14De ce fait, la situation-problème permet à l’enseignant d’organiser sa formation en entrepreneuriat en mobilisant deux approches complémentaires : la première est procédurale et la seconde émotionnelle. [14]

L’approche procédurale

Selon cette approche, le but ultime consistant à résoudre le problème nécessite une phase de problématisation que Dewey14 définit en cinq étapes :
  1. la perception du problème ;
  2. sa détermination ou sa construction ;
  3. la suggestion de solutions possibles ;
  4. l’examen raisonné des suggestions et de leurs conséquences ;
  5. le test des hypothèses.
Plus récemment, des travaux de recherche sur les stratégies de résolution de problème ont mis en lumière trois étapes complémentaires :
  1. la formulation de l’objectif ;
  2. la définition de la situation (analyse de la situation initiale, identification des obstacles, représentation du problème)
  3. la planification (sélection d’une stratégie, exécution ou mise en œuvre, suivi-évaluation).

15L’utilisation de l’approche procédurale [15] offre la possibilité d’aider l’étudiant à prendre conscience des procédures d’actions nécessaires à mettre en œuvre pour identifier le problème et savoir y faire face. Celles-ci renvoient ainsi à trois questions importantes : quel est le problème ? [16] comment se définit-il ? [17] comment le résoudre ? [18]. Identifier le problème traduit la prise de conscience d’un manque ou d’un dysfonctionnement. Le construire pose la question du passage à l’acte [19]. Enfin, le résoudre suppose d’élaborer des hypothèses qui seront testées puis, au final, sélectionnées selon leur efficacité pour résoudre le problème initialement posé.

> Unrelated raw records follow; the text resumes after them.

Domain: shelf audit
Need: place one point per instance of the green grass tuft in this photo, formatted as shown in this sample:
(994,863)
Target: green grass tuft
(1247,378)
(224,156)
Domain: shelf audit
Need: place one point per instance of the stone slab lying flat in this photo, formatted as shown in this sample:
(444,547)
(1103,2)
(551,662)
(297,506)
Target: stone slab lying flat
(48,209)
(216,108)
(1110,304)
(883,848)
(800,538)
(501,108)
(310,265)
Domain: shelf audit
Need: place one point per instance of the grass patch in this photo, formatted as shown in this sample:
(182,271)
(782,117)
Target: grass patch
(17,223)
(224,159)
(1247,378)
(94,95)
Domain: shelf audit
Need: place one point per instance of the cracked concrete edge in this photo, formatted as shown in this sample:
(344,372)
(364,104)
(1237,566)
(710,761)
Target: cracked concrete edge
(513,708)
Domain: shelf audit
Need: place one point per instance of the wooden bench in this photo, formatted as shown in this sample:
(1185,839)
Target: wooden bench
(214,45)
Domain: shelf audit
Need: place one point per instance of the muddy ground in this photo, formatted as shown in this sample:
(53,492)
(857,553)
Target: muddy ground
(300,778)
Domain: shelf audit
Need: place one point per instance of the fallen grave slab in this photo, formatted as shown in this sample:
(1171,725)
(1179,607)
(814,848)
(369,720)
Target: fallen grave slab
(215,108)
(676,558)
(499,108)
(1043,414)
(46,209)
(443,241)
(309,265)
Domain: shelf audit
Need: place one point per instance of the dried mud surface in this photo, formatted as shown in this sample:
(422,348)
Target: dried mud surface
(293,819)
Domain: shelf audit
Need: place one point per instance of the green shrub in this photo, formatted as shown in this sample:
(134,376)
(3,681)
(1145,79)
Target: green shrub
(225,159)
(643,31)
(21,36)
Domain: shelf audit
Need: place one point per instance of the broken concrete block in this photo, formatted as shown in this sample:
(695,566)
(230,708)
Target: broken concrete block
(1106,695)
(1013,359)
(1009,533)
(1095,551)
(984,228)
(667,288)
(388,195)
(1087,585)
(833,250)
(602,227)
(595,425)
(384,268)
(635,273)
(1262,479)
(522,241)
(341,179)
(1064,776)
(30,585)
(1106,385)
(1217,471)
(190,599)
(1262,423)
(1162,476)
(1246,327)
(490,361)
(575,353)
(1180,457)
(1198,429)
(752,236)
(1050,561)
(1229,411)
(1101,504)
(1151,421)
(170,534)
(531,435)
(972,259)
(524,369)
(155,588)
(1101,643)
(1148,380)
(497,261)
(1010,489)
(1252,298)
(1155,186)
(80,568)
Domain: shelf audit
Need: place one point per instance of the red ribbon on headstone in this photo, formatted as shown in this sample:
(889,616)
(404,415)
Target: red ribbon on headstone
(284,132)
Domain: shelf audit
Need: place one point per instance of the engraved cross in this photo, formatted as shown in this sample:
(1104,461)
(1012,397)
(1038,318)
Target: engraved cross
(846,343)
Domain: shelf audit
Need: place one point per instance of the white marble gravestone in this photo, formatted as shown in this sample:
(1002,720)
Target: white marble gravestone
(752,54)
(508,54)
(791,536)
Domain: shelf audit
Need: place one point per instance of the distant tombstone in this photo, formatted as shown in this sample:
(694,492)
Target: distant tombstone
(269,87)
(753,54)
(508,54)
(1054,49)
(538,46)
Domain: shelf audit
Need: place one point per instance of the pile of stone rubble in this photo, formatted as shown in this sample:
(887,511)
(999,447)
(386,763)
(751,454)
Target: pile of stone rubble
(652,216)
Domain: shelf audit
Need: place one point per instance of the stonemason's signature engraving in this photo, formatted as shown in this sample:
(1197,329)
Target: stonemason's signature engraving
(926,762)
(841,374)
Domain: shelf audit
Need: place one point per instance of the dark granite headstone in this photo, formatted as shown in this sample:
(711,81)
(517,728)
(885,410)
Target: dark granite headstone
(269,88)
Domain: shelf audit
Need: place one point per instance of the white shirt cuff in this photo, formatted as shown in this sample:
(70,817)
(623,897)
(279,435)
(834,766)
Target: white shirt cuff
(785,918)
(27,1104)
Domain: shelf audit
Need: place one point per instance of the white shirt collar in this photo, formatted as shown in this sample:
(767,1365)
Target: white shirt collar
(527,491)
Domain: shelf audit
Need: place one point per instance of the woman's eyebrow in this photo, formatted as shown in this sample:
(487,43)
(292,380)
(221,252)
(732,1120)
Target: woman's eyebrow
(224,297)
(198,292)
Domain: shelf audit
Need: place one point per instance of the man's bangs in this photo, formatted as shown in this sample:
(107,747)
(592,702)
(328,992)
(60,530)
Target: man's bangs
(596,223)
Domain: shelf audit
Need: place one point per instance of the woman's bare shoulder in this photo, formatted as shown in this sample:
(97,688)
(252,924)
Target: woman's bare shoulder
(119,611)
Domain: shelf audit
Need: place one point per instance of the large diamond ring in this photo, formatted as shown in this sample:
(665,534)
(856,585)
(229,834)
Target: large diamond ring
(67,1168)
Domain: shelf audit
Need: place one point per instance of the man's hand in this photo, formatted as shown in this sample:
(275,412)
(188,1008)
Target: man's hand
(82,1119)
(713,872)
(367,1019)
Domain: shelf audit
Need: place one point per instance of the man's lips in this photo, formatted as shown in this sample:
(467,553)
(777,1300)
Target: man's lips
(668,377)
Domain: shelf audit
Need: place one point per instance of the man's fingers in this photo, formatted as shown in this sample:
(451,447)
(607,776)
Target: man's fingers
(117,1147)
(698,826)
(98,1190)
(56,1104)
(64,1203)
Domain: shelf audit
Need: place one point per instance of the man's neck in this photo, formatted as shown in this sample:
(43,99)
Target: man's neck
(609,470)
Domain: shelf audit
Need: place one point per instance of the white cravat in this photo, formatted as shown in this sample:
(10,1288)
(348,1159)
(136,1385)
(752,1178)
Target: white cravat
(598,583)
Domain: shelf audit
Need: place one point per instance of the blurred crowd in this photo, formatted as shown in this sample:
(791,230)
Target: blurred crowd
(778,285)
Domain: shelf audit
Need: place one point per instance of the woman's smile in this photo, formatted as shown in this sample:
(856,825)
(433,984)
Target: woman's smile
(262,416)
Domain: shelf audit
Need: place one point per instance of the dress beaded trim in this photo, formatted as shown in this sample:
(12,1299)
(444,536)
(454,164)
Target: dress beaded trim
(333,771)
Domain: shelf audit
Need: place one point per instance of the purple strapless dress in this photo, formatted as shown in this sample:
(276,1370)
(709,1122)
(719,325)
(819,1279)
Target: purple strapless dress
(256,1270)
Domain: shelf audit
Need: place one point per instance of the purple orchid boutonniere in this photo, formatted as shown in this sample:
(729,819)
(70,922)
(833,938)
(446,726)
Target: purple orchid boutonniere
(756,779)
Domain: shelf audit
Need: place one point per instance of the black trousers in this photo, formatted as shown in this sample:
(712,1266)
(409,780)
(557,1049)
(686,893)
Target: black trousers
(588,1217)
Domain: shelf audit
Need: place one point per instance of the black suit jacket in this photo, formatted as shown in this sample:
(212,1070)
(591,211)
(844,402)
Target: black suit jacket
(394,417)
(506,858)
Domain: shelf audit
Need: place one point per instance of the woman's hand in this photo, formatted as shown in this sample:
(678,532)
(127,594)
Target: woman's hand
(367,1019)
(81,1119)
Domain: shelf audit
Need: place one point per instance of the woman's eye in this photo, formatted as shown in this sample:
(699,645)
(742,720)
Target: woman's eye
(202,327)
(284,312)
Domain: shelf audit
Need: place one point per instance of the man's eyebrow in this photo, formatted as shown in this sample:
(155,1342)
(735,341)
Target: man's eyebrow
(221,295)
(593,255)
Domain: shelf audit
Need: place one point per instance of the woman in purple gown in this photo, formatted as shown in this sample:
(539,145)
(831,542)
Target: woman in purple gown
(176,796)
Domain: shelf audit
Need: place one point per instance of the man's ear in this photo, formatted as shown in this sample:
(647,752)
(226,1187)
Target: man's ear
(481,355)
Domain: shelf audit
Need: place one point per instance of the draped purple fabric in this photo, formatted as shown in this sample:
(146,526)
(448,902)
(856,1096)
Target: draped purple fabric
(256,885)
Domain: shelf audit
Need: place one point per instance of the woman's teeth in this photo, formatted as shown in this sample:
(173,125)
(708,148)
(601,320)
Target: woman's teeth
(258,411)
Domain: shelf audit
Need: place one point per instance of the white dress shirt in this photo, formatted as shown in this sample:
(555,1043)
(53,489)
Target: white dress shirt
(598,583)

16Poser la « question du comment » invite également l’enseignant à comprendre les raisonnements utilisés par l’étudiant pour trouver la ou les solutions au problème initial. Mais cela ne suffit pas pour comprendre et évaluer les résultats de son apprentissage. En effet, les voies empruntées par l’étudiant pour résoudre le problème ne s’expliquent pas seulement par des facteurs rationnels et totalement objectivables.

Tenir compte de ses émotions

17L’utilisation de la situation-problème permet de s’interroger sur la nature du changement opéré entre un état initial insatisfaisant et un état final satisfaisant. En d’autres termes, elle permet à l’enseignant de mieux prendre en considération l’idée que l’étudiant se fait de l’état initial, de l’état final, et des chemins pour y parvenir. Or la « satisfaction », « l’insatisfaction », « l’idée qu’il se fait » sont indéniablement liées à des facteurs émotionnels et une à représentation personnelle de son propre cheminement pour apprendre.

18Ainsi, dans la vie réelle, l’entrepreneur agit et prend des décisions à partir de sa propre perception de la réalité. Ses choix sont aiguillés par ses émotions emmagasinées depuis son plus jeune âge à travers son expérience personnelle et professionnelle. Au final, les décisions de l’entrepreneur résultent d’un mariage subtil entre l’influence de ses émotions, la capitalisation de son expérience et la mobilisation de ses connaissances. L’activité mentale qui en résulte concoure au développement de ce que Piaget nomme « la pensée opératoire [20] ». Celle-ci est nourrie par des métacomposants affectifs, idiosyncratiques [21] et des connaissances fondamentales.

Situation-problème et éducation entrepreneuriale

19La situation-problème offre aux enseignants la possibilité d’améliorer l’utilisation de leur boîte à outils pour aider l’étudiant à acquérir activement ses connaissances. Cependant, l’attention accordée aux techniques d’enseignement (la pédagogie) ne doit pas occulter la nature des connaissances à transmettre (la didactique). Dans ce sens, la pédagogie sert la didactique. L’efficacité de la situation-problème [22] est donc liée à la qualité de la définition des résultats d’apprentissage attendus [23].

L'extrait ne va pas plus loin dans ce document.